As we begin this new year, our beloved Israel continues to wrestle with its deep social and political challenges. This has been illustrated most poignantly by the continuing judicial overhaul process and the inexhaustible protests, even as the Prime Minister recently heralded possibilities of peace agreements that could reshape the modern Middle East. I have tremendous faith in the resiliency of the Israeli people and the Jewish State, and I believe that this crisis could also be a moment of awakening, possibility, and renewed commitment to Zionism and Israeli democracy. At the same time, I fear that the months ahead could bring heightened tensions and deeper polarization, both within Israel and within our own community.
Amidst the expressions of anger, frustration, and fear that have filled the past several months, reading about the clash on Yom Kippur involving liberal activists and Orthodox Jews over public prayer was undeniably heart-wrenching. Many of us are familiar with the "secular-religious" divide in Israel, and this is one of the growing underlying tensions manifesting at this time. Witnessing the anger and infighting over an act of prayer — especially on the holiest day of the year — served as a stark reminder of the sinat chinam (baseless hatred between Jews) that has plagued us for millennia.
In his recent piece in The Times of Israel, David Horowitz noted the irony that, at the time of year when we are supposed to be looking inward at our own personal responsibility and accountability, everyone seems clear who is to blame for all of Israel’s problems — “the other side.” However, he writes, “furiously allocating responsibility and firing off bitter accusations is not going to fix a thing. It’s certainly not going to enable us to do what we all know we need to do if we’re going to overcome this escalating, self-destructive national crisis: heal.” It’s worth noting that, especially as we head into a presidential election year, Horowitz could have been writing this about America as well.
This time of year on the Jewish calendar is meant to be a time for healing. Our tradition understands that to heal ourselves and our world, we first need to find a way to heal and rebuild our relationships. This is perhaps most true with the people whom we have harmed and who we believe have harmed us. Parker Palmer once described “true community” as “that place where the person you least want to live with always lives.” It’s natural to feel close to people we like and who share and reinforce our values, worldviews, and personal experiences. It’s much harder to remember that those who feel further away from us are also human beings created in the Image of God (and sometimes fellow Jews as well).

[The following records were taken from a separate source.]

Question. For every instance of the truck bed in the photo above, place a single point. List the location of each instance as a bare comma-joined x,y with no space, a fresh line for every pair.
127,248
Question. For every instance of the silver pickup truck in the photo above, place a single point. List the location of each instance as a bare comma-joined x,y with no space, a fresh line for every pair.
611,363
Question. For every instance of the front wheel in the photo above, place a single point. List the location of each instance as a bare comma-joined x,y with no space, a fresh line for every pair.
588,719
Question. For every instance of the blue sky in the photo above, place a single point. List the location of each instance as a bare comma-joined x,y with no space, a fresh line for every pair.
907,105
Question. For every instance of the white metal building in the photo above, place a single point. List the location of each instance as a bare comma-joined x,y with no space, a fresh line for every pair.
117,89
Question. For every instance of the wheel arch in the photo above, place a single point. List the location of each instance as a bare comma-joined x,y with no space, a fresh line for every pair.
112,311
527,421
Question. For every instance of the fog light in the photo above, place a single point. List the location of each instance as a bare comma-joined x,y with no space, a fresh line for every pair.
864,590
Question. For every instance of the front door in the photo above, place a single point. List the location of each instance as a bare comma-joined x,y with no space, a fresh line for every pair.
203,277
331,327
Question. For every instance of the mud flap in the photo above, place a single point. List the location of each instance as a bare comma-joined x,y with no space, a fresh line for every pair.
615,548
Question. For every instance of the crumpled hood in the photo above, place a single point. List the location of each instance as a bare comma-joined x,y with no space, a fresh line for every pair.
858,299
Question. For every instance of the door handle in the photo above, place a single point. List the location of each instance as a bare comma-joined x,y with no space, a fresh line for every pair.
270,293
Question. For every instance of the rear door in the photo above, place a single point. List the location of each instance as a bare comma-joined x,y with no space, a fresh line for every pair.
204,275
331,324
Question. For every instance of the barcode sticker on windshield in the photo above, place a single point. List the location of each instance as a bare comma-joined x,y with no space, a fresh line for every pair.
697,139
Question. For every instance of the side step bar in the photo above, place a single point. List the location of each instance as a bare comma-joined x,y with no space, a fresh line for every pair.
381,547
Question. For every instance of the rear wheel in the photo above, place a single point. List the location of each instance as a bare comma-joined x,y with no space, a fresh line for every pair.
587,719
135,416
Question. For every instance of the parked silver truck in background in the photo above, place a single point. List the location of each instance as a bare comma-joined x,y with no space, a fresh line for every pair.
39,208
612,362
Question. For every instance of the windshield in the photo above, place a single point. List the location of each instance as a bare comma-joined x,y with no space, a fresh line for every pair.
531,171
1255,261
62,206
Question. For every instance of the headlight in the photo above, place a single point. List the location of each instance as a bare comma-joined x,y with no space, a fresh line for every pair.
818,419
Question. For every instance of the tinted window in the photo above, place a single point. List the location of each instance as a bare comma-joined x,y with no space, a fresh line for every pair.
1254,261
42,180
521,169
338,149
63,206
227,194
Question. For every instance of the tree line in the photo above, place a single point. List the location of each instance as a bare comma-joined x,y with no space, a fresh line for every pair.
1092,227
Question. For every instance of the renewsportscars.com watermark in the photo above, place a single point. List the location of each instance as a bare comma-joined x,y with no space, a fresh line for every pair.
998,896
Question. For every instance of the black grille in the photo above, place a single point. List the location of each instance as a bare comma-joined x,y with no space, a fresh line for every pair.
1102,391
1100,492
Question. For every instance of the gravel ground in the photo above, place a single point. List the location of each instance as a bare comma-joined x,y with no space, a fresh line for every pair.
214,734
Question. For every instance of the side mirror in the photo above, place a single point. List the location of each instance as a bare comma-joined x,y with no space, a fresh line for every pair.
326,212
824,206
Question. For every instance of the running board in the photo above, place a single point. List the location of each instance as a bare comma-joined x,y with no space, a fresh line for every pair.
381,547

We are heading into the holiday of Sukkot, when we sit, eat, sing, and celebrate together in temporary dwellings as we emerge anew from the days of judgment and forgiveness. The spiritual and emotional theme of Sukkot is simcha, happiness or joy. In fact, Sukkot is literally called “Z’man Simchateinu,” the season of our joy. It is a joy of liberation and spiritual rebirth, of ingathering and abundance, and, yes, the joy of community and unity. On Sukkot, we strive to live out the Jewish value of hachnasat orchim (welcoming guests), opening our homes and our hearts to create families and communities that are inclusive, expansive, and where everyone can feel a sense of joyful belonging.
I use the phrase “joyful belonging” because the joy we feel on this holiday and the communities we aspire to create in our sukkot are intimately connected. This joy contains elements of relief and light-heartedness that can only come after Yom Kippur — a day of forgiveness, of beginning again, of second chances, and of love. We have asked God and one another to forgo the blame — that we might even deserve — and see the best in us, and to choose compassion, forgiveness, and love. Imagine if we strived to love, to understand, and to see the best in everyone (perhaps especially the people whom we least like and with whom we most disagree). That’s how we build community on the strength of — not in spite of — our diversity. That’s how we repair our democracy, heal our relationships, and reweave our social fabric.
Just the thought of it brings a smile to my face. Z’man Simchateinu — the season of our joy.